Коня обожгло, и он стал поддавать задом: раз, раз…
Иван Андроныч отскакивал от круглой спины коня животом, как от резины.
Раз, раз…
На третий раз он был сброшен на землю. Конь дал свечку, увлекая всех за собой через оглобли. Обжигая руки, веревку держали.
Иван Андроныч вскочил, ругнулся и тоже за конец веревки поймался и, разгоряченный, перебирал ее ладонями. Хотел опять к коню приблизиться, но тот ошалело мотался из стороны в сторону, как рыбина на леске, волок всех и к себе не подпускал.
Иван Андроныч сокрушенно винился:
— Ляд меня возьми. Грузноват стал. Ладно, не убил, дьявол.

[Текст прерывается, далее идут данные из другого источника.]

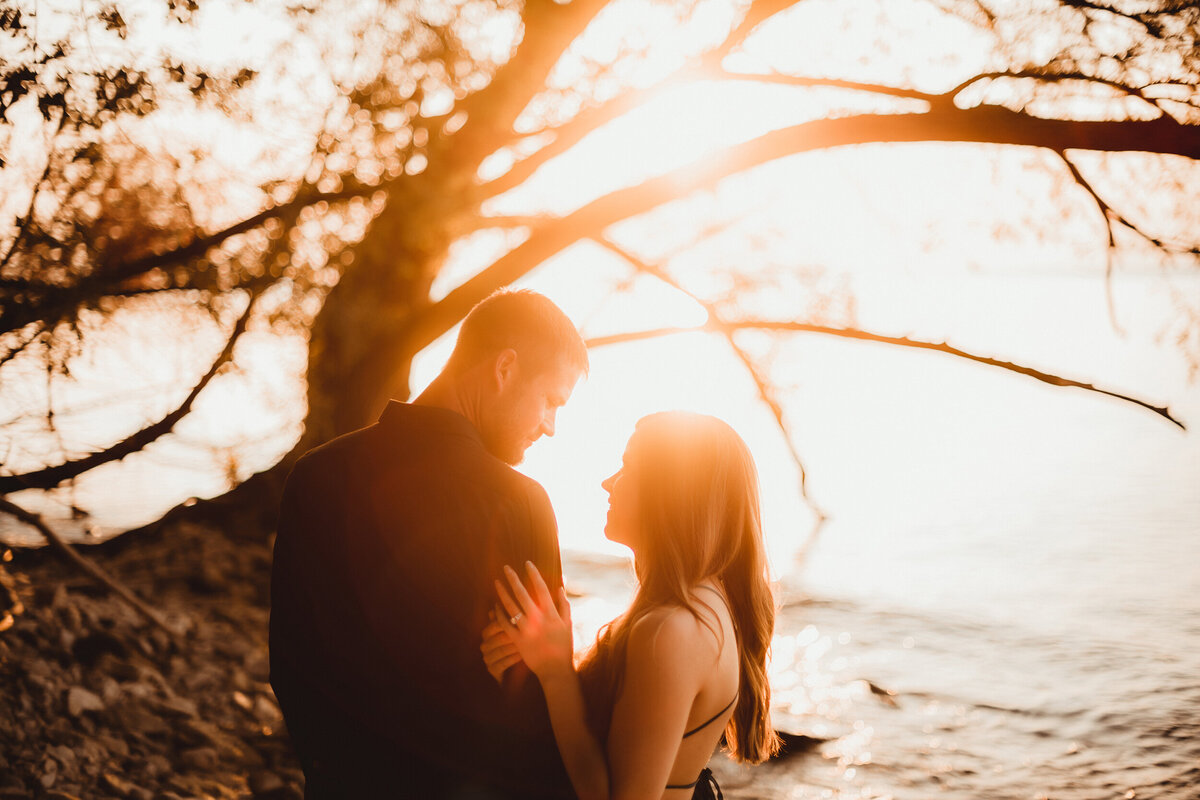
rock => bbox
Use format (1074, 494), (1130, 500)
(71, 631), (128, 667)
(47, 745), (76, 770)
(179, 747), (221, 772)
(143, 753), (174, 778)
(67, 686), (104, 717)
(254, 694), (283, 724)
(158, 694), (197, 717)
(100, 772), (146, 800)
(100, 675), (121, 705)
(179, 720), (227, 747)
(247, 770), (286, 798)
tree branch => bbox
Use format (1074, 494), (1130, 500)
(480, 0), (804, 199)
(0, 495), (179, 640)
(408, 104), (1200, 356)
(0, 279), (269, 494)
(593, 236), (826, 527)
(587, 319), (1187, 431)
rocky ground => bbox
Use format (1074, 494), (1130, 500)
(0, 515), (816, 800)
(0, 524), (304, 800)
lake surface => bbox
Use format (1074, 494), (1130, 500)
(0, 276), (1200, 800)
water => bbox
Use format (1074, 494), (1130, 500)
(0, 275), (1200, 800)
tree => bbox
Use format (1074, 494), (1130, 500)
(0, 0), (1200, 551)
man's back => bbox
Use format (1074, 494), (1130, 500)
(270, 402), (572, 798)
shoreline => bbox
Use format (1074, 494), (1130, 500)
(0, 523), (304, 800)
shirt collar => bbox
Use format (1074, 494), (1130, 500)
(379, 399), (484, 446)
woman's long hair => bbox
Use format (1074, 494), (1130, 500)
(580, 411), (779, 763)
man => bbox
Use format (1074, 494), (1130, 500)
(270, 291), (588, 800)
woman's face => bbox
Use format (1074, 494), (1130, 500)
(600, 440), (638, 548)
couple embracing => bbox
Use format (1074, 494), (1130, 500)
(270, 291), (778, 800)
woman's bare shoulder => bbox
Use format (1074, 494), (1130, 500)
(629, 606), (718, 666)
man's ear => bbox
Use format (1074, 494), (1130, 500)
(492, 348), (517, 391)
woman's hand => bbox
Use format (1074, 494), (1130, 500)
(494, 561), (575, 684)
(479, 612), (521, 684)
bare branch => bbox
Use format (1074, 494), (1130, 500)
(594, 236), (826, 524)
(587, 319), (1187, 431)
(940, 70), (1164, 114)
(1056, 150), (1200, 255)
(480, 0), (803, 199)
(408, 104), (1200, 357)
(716, 70), (946, 103)
(0, 279), (269, 494)
(0, 495), (179, 639)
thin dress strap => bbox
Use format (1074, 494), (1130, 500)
(683, 694), (738, 739)
(666, 584), (738, 796)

Его сапоги и штаны были в земле. На небритых щеках пыль.
— Не егозись, — рассудительно сбивал Ивана Андроныча Максим. Он уже тоже старый был; с непривычки руки нарвал вожжами — молоток и то помягче.
— В хомут его надо. В оглоблях наездить.
Конь боялся хомута, его растопыренных гужей, не давал голову.
И когда Иван Андроныч надвинул хомут на глаза, конь дуром упал на колени, подмял Ивана Андроныча.
Председатель кинулся к нему, конь вскочил и убежал с хомутом к загону.